Par ces mesures de stabilisation, le grand tournant aura été amorcé. Celui-ci implique :

– une politique écologique générale contre le réchauffement climatique par une politique de grands travaux de remise en état de la planète dans une perspective de survie de l’espèce humaine à sa surface ;

– une politique de gratuité généralisée (suivant l’exemple du logiciel libre), opérant une « dé-marchandisation » généralisée de l’économie ;

– une redéfinition du rapport entre revenus et travail, tirant les conséquences du replacement de l’homme par la machine (robots pour le travail manuel, logiciels pour le travail intellectuel) réduisant inéluctablement l’emploi tel que nous le concevons actuellement ;

– une redéfinition de la propriété pour la rendre compatible avec la survie de l’espèce dans ses dimensions écologique et économique (qui par exemple abolit l’abusus comme le propose Paul Jorion [6]) ;

– une homogénéisation de la répartition du patrimoine (coefficient de Gini inférieur à 0,2) pour empêcher les goulots d’étranglement économique que sont l’insuffisance du pouvoir d’achat dans la majorité de la population et la déstabilisation du mécanisme de formation des prix par la concentration des capitaux dans une frange minime de la population ;

– une redéfinition des conditions de production économique dans le sens d’une véritable démocratie, impliquant en particulier une démilitarisation de l’organisation du travail au sein des entreprises ;

– une redéfinition du droit social dans le sens d’une véritable protection : pour cela, nous pouvons nous appuyer, comme l’a montré Alain Supiot, sur l’esprit de la déclaration de Philadelphie, qui, après la seconde guerre mondiale, a considéré que la paix durable n’est possible que s’il y avait justice sociale, et que des règles financières et monétaires internationales justes permettent d’assurer la stabilité du monde et des économies [7].

– des indicateurs économiques intégrant dans le calcul des coûts, la destruction de ressources non-renouvelables (externalités négatives) ;

– une prise en compte, au fondement du niveau système, des contraintes écologiques non seulement présentes mais aussi à venir ;

– une redéfinition du développement scientifique et technique en abolissant sa subordination actuelle aux exigences du consumérisme.

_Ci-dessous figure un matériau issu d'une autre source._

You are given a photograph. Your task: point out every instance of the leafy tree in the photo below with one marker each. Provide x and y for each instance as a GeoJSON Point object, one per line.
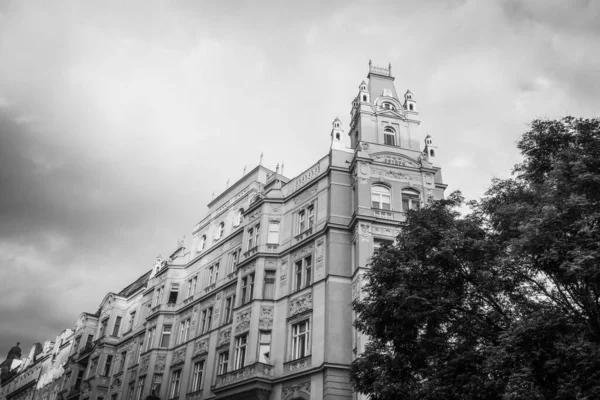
{"type": "Point", "coordinates": [502, 303]}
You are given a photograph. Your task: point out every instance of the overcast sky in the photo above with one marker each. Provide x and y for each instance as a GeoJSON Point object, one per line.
{"type": "Point", "coordinates": [119, 119]}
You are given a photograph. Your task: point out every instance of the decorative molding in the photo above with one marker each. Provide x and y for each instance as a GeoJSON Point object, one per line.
{"type": "Point", "coordinates": [302, 387]}
{"type": "Point", "coordinates": [307, 176]}
{"type": "Point", "coordinates": [179, 356]}
{"type": "Point", "coordinates": [395, 159]}
{"type": "Point", "coordinates": [224, 337]}
{"type": "Point", "coordinates": [320, 252]}
{"type": "Point", "coordinates": [201, 347]}
{"type": "Point", "coordinates": [302, 252]}
{"type": "Point", "coordinates": [242, 320]}
{"type": "Point", "coordinates": [364, 232]}
{"type": "Point", "coordinates": [300, 304]}
{"type": "Point", "coordinates": [265, 320]}
{"type": "Point", "coordinates": [395, 174]}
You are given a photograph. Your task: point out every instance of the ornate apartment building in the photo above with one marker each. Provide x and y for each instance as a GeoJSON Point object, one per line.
{"type": "Point", "coordinates": [258, 306]}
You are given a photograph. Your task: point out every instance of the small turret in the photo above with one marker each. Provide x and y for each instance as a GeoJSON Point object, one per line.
{"type": "Point", "coordinates": [430, 149]}
{"type": "Point", "coordinates": [336, 134]}
{"type": "Point", "coordinates": [409, 102]}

Au niveau politique et institutionnel, nous devrons mettre en place la néodémocratie, avec prioritairement :

– des pratiques obligeant le pouvoir à rendre des comptes aux citoyens ;

– la démocratie directe à tous les étages où le nombre n’y constitue pas une contrindication ;

– ainsi que la création d’une chambre de parlement prenant en compte le long terme et la question écologique (parlement du futur de Pierre Rosanvallon [8], parlement des choses de Bruno Latour [9], etc.) et ayant le dernier mot lors du vote des lois.

Tout ceci implique aussi une constitution pour l’économie mondiale (Paul Jorion [10]).

Plus généralement, dans l’ensemble de ses pratiques et décisions, la politique néodémocratique promeut et défend sans concession l’autonomie, l’inventivité, le dire-vrai et les autres conditions fondatrices de la démocratie véritable évoqués plus avant. Cela doit être le cas dans le domaine économique.

La part nécessaire de démocratie directe s’appuiera sur la créativité et l’invention collectives se déployant sur Internet dans son versant démocratique : la neutralité du net, ainsi que sa libération de la surveillance totalitaires qui y règne en maître aujourd’hui, seront dès lors des batailles politiques majeures. Cette part de démocratie directe sera aussi articulée à la démocratie représentative et à la démocratie indirecte (incarnée exemplairement par le parlement de futur ou des choses).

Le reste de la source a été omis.